The more so as, at the time of the first scene, as Richard himself admitted, Richard had met nobody in that part of the theater after Mme. Giry had brushed up against him...

Having begun by walking backward in order to bow, Richard continued to do so from prudence, until he reached the passage leading to the offices of the management.

In this way, he was constantly watched by Moncharmin from behind and himself kept an eye on any one approaching from the front.

Once more, this novel method of walking behind the scenes, adopted by the managers of our National Academy of Music, attracted attention; but the managers themselves thought of nothing but their twenty-thousand francs.

On reaching the half-dark passage, Richard said to Moncharmin, in a low voice:

"I am sure that nobody has touched me ...

You had now better keep at some distance from me and watch me till I come to door of the office: it is better not to arouse suspicion and we can see anything that happens."

But Moncharmin replied.

"No, Richard, no! You walk ahead and I'll walk immediately behind you! I won't leave you by a step!"

"But, in that case," exclaimed Richard, "they will never steal our twenty-thousand francs!"

"I should hope not, indeed!" declared Moncharmin.

"Then what we are doing is absurd!"

"We are doing exactly what we did last time ... Last time, I joined you as you were leaving the stage and followed close behind you down this passage."

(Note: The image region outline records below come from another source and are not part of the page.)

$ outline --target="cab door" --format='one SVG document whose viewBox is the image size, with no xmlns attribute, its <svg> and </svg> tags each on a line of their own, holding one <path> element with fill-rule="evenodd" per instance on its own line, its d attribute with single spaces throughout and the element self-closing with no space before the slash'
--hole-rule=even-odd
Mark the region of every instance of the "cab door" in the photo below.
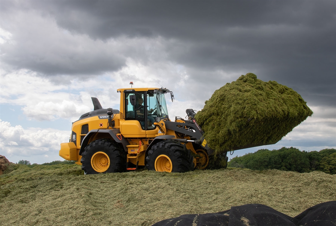
<svg viewBox="0 0 336 226">
<path fill-rule="evenodd" d="M 133 91 L 124 93 L 125 121 L 121 122 L 120 132 L 125 137 L 145 137 L 145 107 L 140 104 L 144 92 Z M 130 98 L 135 96 L 136 104 L 132 105 Z M 141 105 L 142 106 L 141 107 Z"/>
</svg>

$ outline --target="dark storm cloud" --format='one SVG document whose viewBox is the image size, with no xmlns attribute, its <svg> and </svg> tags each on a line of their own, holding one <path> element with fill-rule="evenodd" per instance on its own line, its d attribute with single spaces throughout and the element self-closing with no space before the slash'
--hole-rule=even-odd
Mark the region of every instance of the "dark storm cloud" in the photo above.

"That's true!" sighed Richard, shaking his head and passively obeying Moncharmin.

Two minutes later, the joint managers locked themselves into their office.

Moncharmin himself put the key in his pocket:

"We remained locked up like this, last time," he said, "until you left the Opera to go home."

"That's so.

No one came and disturbed us, I suppose?"

"No one."

"Then," said Richard, who was trying to collect his memory, "then I must certainly have been robbed on my way home from the Opera."

"No," said Moncharmin in a drier tone than ever, "no, that's impossible.

For I dropped you in my cab.

The twenty-thousand francs disappeared at your place: there's not a shadow of a doubt about that."

"It's incredible!" protested Richard.

"I am sure of my servants ... and if one of them had done it, he would have disappeared since." Moncharmin shrugged his shoulders, as though to say that he did not wish to enter into details, and Richard began to think that Moncharmin was treating him in a very insupportable fashion.

"Moncharmin, I've had enough of this!"

"Richard, I've had too much of it!"

"Do you dare to suspect me?"

"Yes, of a silly joke."

"One doesn't joke with twenty-thousand francs."

"That's what I think," declared Moncharmin, unfolding a newspaper and ostentatiously studying its contents.

"What are you doing?" asked Richard.

"Are you going to read the paper next?"

"Yes, Richard, until I take you home."

"Like last time?"

"Yes, like last time."

Richard snatched the paper from Moncharmin's hands.

Moncharmin stood up, more irritated than ever, and found himself faced by an exasperated Richard, who, crossing his arms on his chest, said:

"Look here, I'm thinking of this, I'M THINKING OF WHAT I MIGHT THINK if, like last time, after my spending the evening alone with you, you brought me home and if, at the moment of parting, I perceived that twenty-thousand francs had disappeared from my coat-pocket ... like last time."

"And what might you think?" asked Moncharmin, crimson with rage.

"I might think that, as you hadn't left me by a foot's breadth and as, by your own wish, you were the only one to approach me, like last time, I might think that, if that twenty-thousand francs was no longer in my pocket, it stood a very good chance of being in yours!"

Moncharmin leaped up at the suggestion.

"Oh!" he shouted. "A safety-pin!"

"What do you want a safety-pin for?"

"To fasten you up with! ...

A safety-pin! ...

A safety-pin!"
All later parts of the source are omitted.